Available exact and heuristic minimization algorithms will be mentioned, together with complexity results.
Title: On the Chvatal-Complexity of Binary Knapsack Problems
There is a famous result of Chvatal giving a theoretical iterative procedure, which determines the integer hull of a polyhedral set. It starts from the polyhedral set itself and in each iteration new cuts are introduced. This result is considered the theory of the Gomory method of integer programming. The simplest integer programming problem is the knapsack problem. The number of iterations in Chvatals procedure is investigated in the case of some special binary knapsack problems.
Title: The Expressive Power of Binary Submodular Functions
(joint work with David Cohen and Peter Jeavons)
It has previously been an open problem whether all Boolean submodular functions can be decomposed into a sum of binary submodular functions over a possibly larger set of variables. This problem has been considered within several different contexts in computer science, including computer vision, artificial intelligence, and pseudo-Boolean optimisation. Using a connection between the expressive power of valued constraints and certain algebraic properties of functions, we answer this question negatively.
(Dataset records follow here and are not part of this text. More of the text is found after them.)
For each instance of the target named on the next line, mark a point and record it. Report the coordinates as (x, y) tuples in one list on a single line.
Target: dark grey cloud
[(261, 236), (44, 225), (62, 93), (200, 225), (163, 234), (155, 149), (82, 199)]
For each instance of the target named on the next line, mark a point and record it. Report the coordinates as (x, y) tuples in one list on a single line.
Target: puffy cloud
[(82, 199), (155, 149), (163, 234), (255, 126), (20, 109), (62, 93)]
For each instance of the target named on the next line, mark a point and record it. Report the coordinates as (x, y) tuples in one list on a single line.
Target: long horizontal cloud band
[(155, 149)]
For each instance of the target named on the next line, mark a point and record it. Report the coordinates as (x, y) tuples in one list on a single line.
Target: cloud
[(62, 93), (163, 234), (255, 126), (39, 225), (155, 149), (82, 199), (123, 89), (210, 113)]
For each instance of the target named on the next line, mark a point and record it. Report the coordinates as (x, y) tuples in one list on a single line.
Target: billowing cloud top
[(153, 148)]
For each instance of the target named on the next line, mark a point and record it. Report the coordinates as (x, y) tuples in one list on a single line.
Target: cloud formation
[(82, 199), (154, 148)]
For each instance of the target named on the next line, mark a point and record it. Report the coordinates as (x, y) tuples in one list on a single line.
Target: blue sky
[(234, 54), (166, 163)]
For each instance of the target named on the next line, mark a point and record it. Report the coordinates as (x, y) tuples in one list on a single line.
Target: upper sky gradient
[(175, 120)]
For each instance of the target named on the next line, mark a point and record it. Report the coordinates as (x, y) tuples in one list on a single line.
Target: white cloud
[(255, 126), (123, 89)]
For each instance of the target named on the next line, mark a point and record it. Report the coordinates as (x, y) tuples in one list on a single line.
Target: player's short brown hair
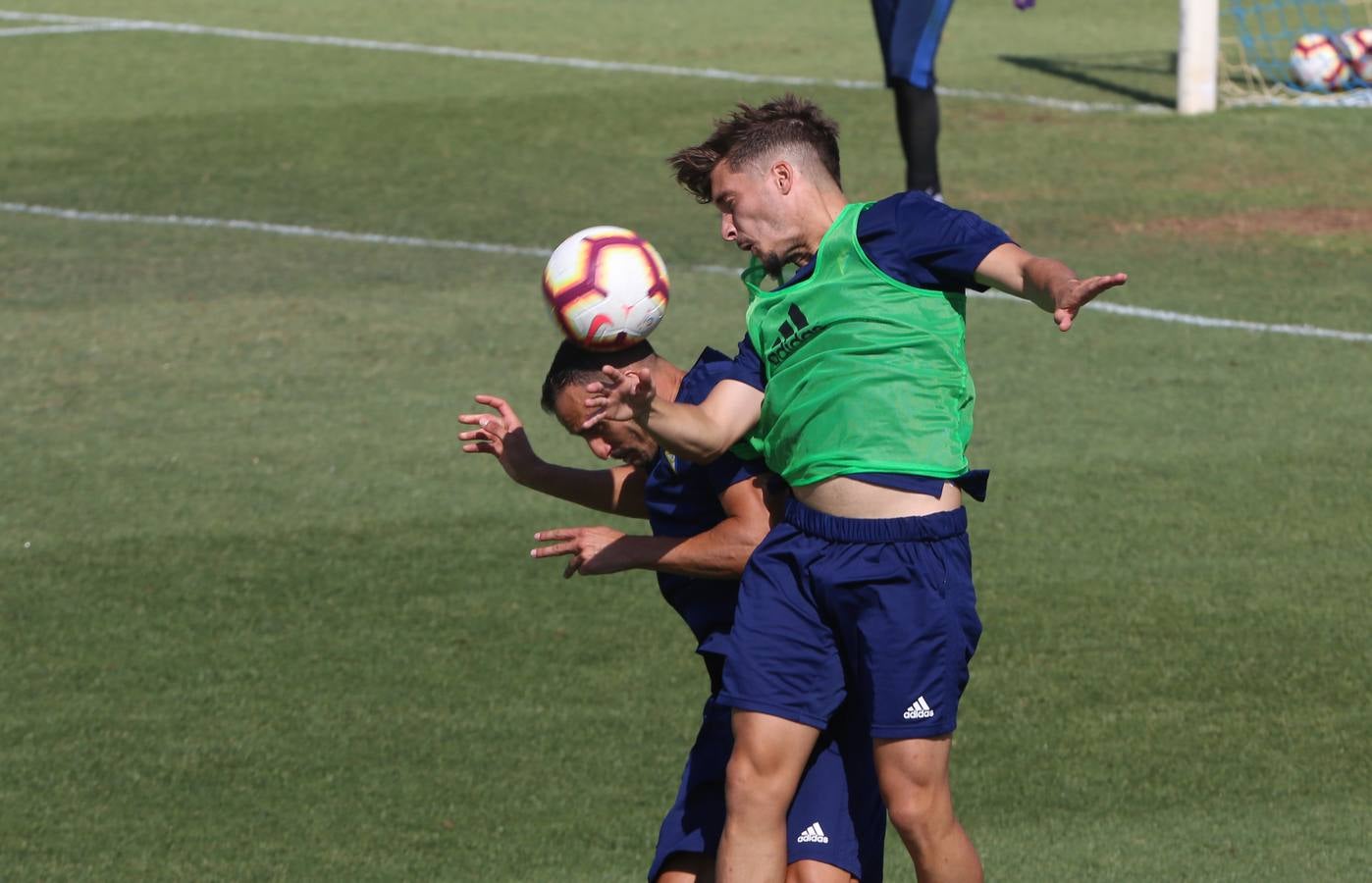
[(574, 365), (756, 131)]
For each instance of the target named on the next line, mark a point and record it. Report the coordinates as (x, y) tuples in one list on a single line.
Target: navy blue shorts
[(837, 816), (875, 611), (910, 31)]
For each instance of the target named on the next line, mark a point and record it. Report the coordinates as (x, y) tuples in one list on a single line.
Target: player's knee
[(921, 813), (754, 785)]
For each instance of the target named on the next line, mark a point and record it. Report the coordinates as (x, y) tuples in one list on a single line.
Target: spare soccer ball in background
[(607, 286), (1357, 48), (1316, 63)]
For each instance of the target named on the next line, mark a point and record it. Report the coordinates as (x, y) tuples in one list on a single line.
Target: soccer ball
[(1316, 63), (1357, 48), (607, 286)]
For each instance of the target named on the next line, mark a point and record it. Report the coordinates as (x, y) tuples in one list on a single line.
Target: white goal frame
[(1198, 58)]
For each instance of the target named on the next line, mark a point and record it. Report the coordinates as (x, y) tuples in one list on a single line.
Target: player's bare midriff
[(850, 497)]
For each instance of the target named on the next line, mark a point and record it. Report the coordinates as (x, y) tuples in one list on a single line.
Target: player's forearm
[(716, 554), (1043, 280), (603, 490)]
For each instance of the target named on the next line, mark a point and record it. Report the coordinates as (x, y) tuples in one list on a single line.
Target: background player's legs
[(688, 868), (700, 868), (811, 871), (914, 783), (769, 754), (917, 117)]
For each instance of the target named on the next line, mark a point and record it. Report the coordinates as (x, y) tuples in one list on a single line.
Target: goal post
[(1244, 52), (1198, 58)]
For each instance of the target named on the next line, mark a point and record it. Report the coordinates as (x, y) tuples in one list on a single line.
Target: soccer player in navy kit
[(706, 521), (910, 31), (861, 399)]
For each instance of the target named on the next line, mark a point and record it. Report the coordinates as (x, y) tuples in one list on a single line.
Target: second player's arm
[(617, 490), (715, 554), (699, 432), (1047, 283)]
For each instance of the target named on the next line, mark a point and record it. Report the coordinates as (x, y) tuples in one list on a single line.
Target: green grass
[(261, 620)]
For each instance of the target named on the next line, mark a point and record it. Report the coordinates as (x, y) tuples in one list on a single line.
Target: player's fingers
[(506, 413), (493, 427)]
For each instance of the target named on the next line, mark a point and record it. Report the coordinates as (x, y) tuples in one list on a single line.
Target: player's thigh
[(783, 657), (688, 868), (811, 871)]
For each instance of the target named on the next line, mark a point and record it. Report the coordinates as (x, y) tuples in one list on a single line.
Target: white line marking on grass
[(64, 29), (527, 58), (380, 238), (280, 230)]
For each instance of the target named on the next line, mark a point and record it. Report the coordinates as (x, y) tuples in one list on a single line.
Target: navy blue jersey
[(682, 499), (920, 241)]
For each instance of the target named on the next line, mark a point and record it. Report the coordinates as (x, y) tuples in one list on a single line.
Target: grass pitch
[(259, 618)]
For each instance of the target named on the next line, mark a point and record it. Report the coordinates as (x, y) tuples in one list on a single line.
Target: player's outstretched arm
[(501, 435), (715, 554), (1048, 284), (699, 432)]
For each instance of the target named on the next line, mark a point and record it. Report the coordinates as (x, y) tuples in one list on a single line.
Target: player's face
[(621, 441), (752, 213)]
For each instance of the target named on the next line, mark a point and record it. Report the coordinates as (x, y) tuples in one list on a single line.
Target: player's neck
[(826, 206), (667, 379)]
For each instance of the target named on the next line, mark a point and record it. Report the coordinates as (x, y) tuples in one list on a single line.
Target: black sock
[(917, 116)]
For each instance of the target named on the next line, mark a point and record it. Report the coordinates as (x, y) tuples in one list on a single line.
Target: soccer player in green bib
[(854, 385)]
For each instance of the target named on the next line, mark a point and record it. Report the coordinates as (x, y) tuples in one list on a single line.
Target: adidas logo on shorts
[(918, 709)]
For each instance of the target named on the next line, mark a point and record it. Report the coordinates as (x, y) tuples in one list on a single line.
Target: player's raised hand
[(624, 395), (501, 435), (1079, 293), (593, 550)]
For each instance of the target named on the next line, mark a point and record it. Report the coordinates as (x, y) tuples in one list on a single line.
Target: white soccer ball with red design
[(1317, 63), (1357, 48), (607, 286)]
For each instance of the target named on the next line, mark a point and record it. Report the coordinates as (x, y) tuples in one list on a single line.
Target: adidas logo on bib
[(918, 710)]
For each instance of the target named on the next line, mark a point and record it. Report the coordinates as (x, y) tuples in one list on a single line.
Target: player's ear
[(783, 176)]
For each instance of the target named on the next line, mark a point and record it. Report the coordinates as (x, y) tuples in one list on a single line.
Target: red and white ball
[(1317, 63), (607, 286), (1357, 48)]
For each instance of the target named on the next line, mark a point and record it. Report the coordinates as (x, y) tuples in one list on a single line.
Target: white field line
[(62, 29), (526, 58), (527, 251)]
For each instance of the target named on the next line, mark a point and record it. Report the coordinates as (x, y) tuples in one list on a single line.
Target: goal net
[(1255, 43)]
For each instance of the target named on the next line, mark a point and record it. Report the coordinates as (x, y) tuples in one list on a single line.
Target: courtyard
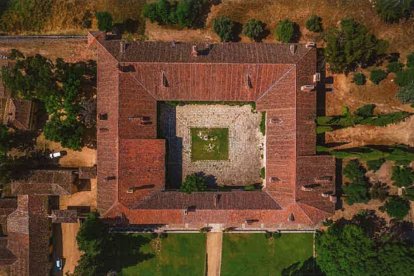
[(221, 141)]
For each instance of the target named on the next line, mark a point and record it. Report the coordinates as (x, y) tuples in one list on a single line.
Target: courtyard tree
[(223, 27), (104, 21), (287, 31), (350, 46), (314, 24), (193, 183), (397, 207), (254, 29), (392, 11)]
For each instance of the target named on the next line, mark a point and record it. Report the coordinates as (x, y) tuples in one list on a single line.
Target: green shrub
[(286, 31), (359, 78), (314, 24), (223, 27), (405, 94), (402, 176), (375, 165), (392, 11), (254, 29), (405, 77), (377, 75), (394, 67), (397, 207), (365, 110), (350, 46), (410, 60), (104, 21)]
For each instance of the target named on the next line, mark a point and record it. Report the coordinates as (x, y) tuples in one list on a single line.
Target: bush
[(410, 60), (391, 11), (104, 21), (254, 29), (394, 67), (402, 176), (397, 207), (405, 77), (406, 94), (365, 110), (375, 165), (359, 78), (287, 31), (223, 27), (351, 46), (193, 183), (377, 75), (314, 24)]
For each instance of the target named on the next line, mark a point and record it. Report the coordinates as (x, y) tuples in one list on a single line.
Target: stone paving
[(245, 142)]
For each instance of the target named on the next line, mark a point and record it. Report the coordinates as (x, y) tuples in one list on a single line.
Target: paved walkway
[(214, 245)]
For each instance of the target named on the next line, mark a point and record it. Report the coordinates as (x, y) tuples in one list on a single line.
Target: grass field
[(209, 144), (253, 254), (177, 254)]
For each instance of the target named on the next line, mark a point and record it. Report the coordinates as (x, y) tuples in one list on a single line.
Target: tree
[(359, 78), (189, 12), (314, 24), (392, 11), (402, 176), (406, 94), (104, 21), (223, 27), (286, 31), (350, 46), (397, 207), (193, 183), (377, 75), (254, 29)]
Our results have several corollaries. First, we characterize precisely which submodular functions of arity 4 can be expressed by binary sub- modular functions. Next, we identify a novel class of submodular functions of arbitrary arities which can be expressed by binary submodular functions, and therefore minimised efficiently using a so-called expressibility reduction to the Min-Cut problem. More importantly, our results imply limitations on this kind of reduction and establish for the first time that it cannot be used in general to minimise arbitrary submodular functions. Finally, we refute a conjecture of Promislow and Young on the structure of the extreme rays of the cone of Boolean submodular functions.